- Name
union_class_types
- Date Revised: 2019-08-05
- First Published: 2019-08-04
- Proposed Version: PHP 8.0
- Author: Mike Schinkel mike@newclarity.net
- Mailing List Thread: https://news-web.php.net/php.internals/106866
This is a strawman proosal as an addition to the Union Types v2 proposal from Nikita Popov.
This proposal introduces the concept of a special type of class called a
union
class which is created by adding a types
keyword followed by a
vertical bar separated list of types, just like found in Nikita's proposal.
Note: I know that mixed
is not a valid typehint but I use below anyway for clarity.

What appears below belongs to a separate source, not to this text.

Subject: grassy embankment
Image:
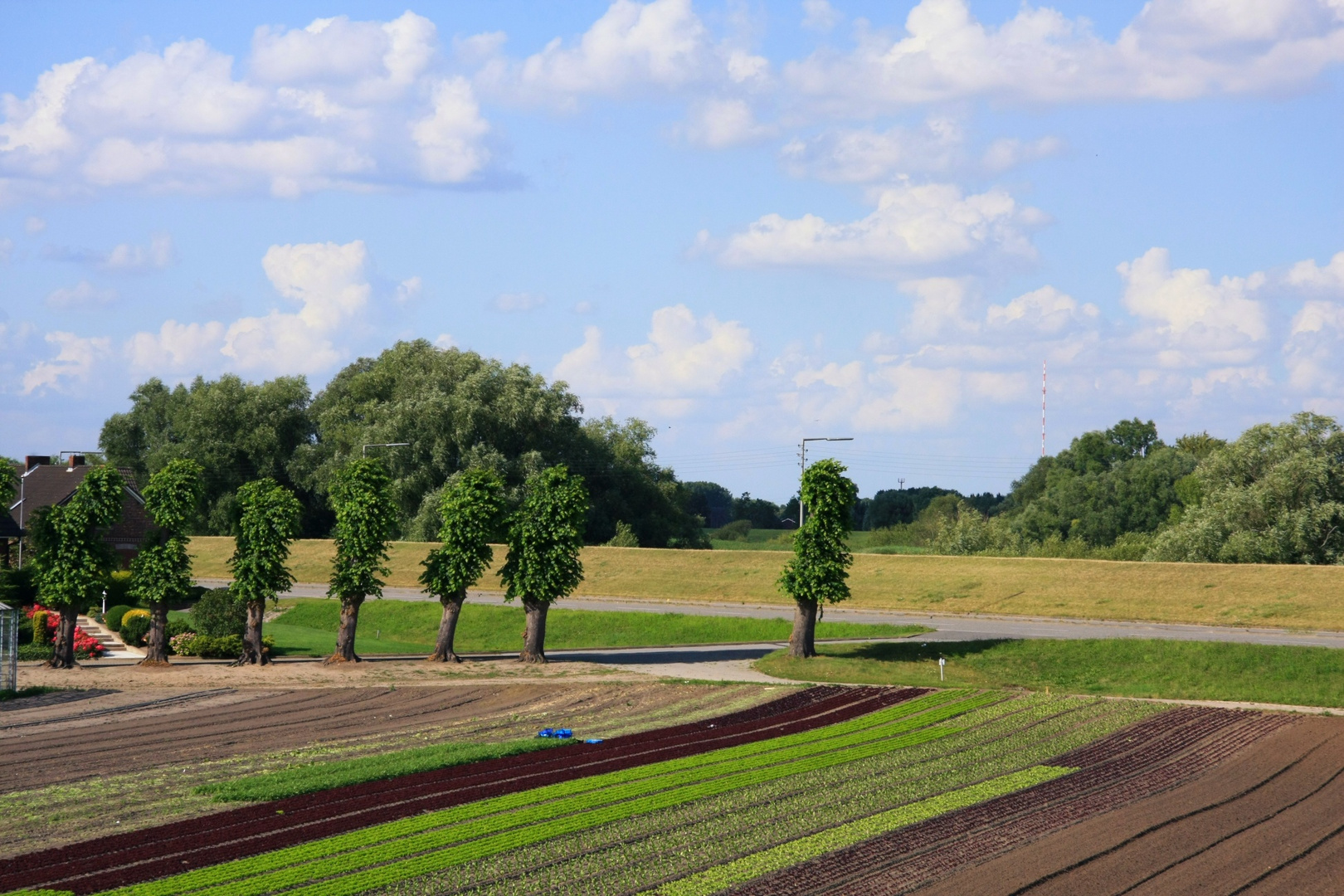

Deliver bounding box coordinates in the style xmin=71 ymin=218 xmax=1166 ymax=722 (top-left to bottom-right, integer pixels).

The benefits of this proposal over and above the union_types_v2 proposal include:
-
Addresses the scenarios where type aliases in Union Types v2 would be desired but it provides a more robust and type-safe alternative to the two general ways envisioned by that proposal.
-
Leverages exiting syntax and semantics of classes and objects requiring only a small amount of language change.
-
Full type safety when accessing typed values passed to functions, and anywhere else union instances are used.
-
No ambiguity of types except where specifically wanted, e.g.
value()
andsetValue()
-
Ability to capture into one variable the value passed from the caller and then pass to called functions with having to first dereference the typed value.
-
Ability to create, manipulate and pass around unioned value and use in contexts not yet envisioned by this the PHP language's implementors.
A very simple Number
union class would look like this:
class Number {
types int|float;
}
Any class defined with a types
keyword would automatically get at least at least six (6) methods:
- Three (3) specifically-named methods; e.g.
value()
,setValue()
andtype()
, and - At least two (2) methods, each with the name
to{Type}()
, one for each unioned type.
So for the Number
union the built-in methods would be:
public function type():string
public function value():mixed
public function setValue(mixed)
public function toInt():?int
public function toFloat():?float
If we added a string
type to the union there would be a sixth method:
public function toString():?string
If we unioned a class Foo
then there would be another method:
public function toFoo():Foo
If we unioned a namespaced class \Foo\Bar
then there would be yet another method:
public function toFoo_Bar():\Foo\Bar
There would also be a static method that would return an array of the types defined in the class:
public static function types():?string[]
And a more complex union class would look like this, where this shows how a union would be used:
class Number {
types int|float;
public function _construct(int|float $number) {
$this->setValue($number);
}
public function getInt(): int {
switch ( $this->type() ) {
case 'int':
return $this->toInt();
case 'float':
return intval($this->toFloat());
}
return 0;
}
public function getFloat(): float {
switch ( $this->type() ) {
case 'int':
return 1.0 * $this->toInt();
case 'float':
return $this->toFloat();
}
return 0.0;
}
}
Here are some examples using as an anonymous class:
function showNumber(new class{types int|float} $number) {
echo $number->value();
}
And then a shorthand I propose which would be the equivalent of the prior example:
function showNumber2(int|float $number) {
echo $number->value();
}
These functions would be called like so:
showNumber(123); // Prints 123
showNumber(1.23); // Prints 1.23
showNumber("123"); // Throws a type error
These functions would also accept a matching union type instance instead of automatically creating one when called:
$number = new Number(123);
showNumber($number); // Prints 123
When you call the typed build-in methods you either get the expected type, or null
.
echo $number->toInt(); // Prints 123
showNumber($number); // Prints 123
echo $number->toFloat(); // Prints (null) or alternately would throw a type error
echo is_null($number->toFloat()); // Prints 1 (meaning true)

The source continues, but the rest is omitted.